Innovation fuels NAB's Linux foray

30.08.2006
A shift to Linux-based grid computing at the National Australia Bank Ltd. (NAB) has opened the gate to a more agile IT infrastructure and dramatically reduced maintenance costs, according to one of the bank's senior technology strategists.

Speaking at a Red Hat Inc. Linux event in Sydney yesterday, the NAB's architecture strategy manager for enterprise technology Simon Spencer, said the bank needed to be more innovative with its infrastructure because it is becoming more important to be able to deliver cost-effective, agile and integrated financial services solutions.

To explore infrastructure options, NAB established a Linux innovation lab, dubbed "G2," and ported a number of its core applications to Oracle Corp.'s 10g on Red Hat Linux.

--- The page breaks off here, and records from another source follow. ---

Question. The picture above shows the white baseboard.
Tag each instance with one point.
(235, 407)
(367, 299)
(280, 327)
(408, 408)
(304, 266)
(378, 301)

The G2 name came from the two databases it contained - inbound transactions from ATMs to an operational database, like a piece of middleware, and the replacement of the bank's global warehouse.

After a successful trial phase, the bank went live with a global data warehouse which has been in production for the past year.

"The NAB now runs one of the largest data warehouses at around 11TB with 30GB of raw transactions a day [processed] on a Linux-based infrastructure," Spencer said.

He said the data warehouse is used for every "major part" of the bank but critically for financial reporting, global risk management, and regulatory reporting, including Basel II compliance.

Spencer attributes the change to a culture of innovation in the bank, which is not just in one central group.

"[NAB] has a culture of open innovation," he said. "Could we use Linux inside NAB? We grabbed a consortium of partners in a room who coughed up hardware and support to find out."

The original project, called "Pinta" after the fastest of explorer Christopher Columbus' three ships, showed the bank it could move to Linux, but also showed what was missing, such as storage drivers from EMC Corp.

With the global data warehouse and "Super Mart" database in place, the bank has also experienced significant cost savings by moving to Linux on Intel and away from Solaris on Sparc.

The previous system was a Sun Microsystems Inc. E10,000, which was costing upwards of A$800,000 (US$611,000) in maintenance fees for the hardware alone.

"Comparing the transaction throughput wasn't a fair comparison as the E10,000 was older, but what was important was we could do the port, it was stable, and not expensive," Spencer said. "And the Sun Solaris competencies could be migrated across."

With the data warehousing projects now merged, the NAB has 10, 4-way Itanium-based servers in a shared grid infrastructure.

Spencer said moving from a "big SMP" system to low-cost hardware was a big change for the bank, but it has resulted in faster processing and more flexible procurement.

"Capacity planning for a new project is inherently risky, [but] we can buy additional capacity in lots of A$40,000 which is easy to 'smooth out' to the business," he said.

While conceding banks have been typically conservative and risk-averse, Spencer said there is greater risk in doing nothing.

With Linux having proven itself at the bank, the next steps on NAB's open source journey involved people "picking up operating system tools at all levels, and a limited amount on the desktop."

As for open-source databases, Spencer said the bank is open to discussion, but does not see a compelling reason to do so now.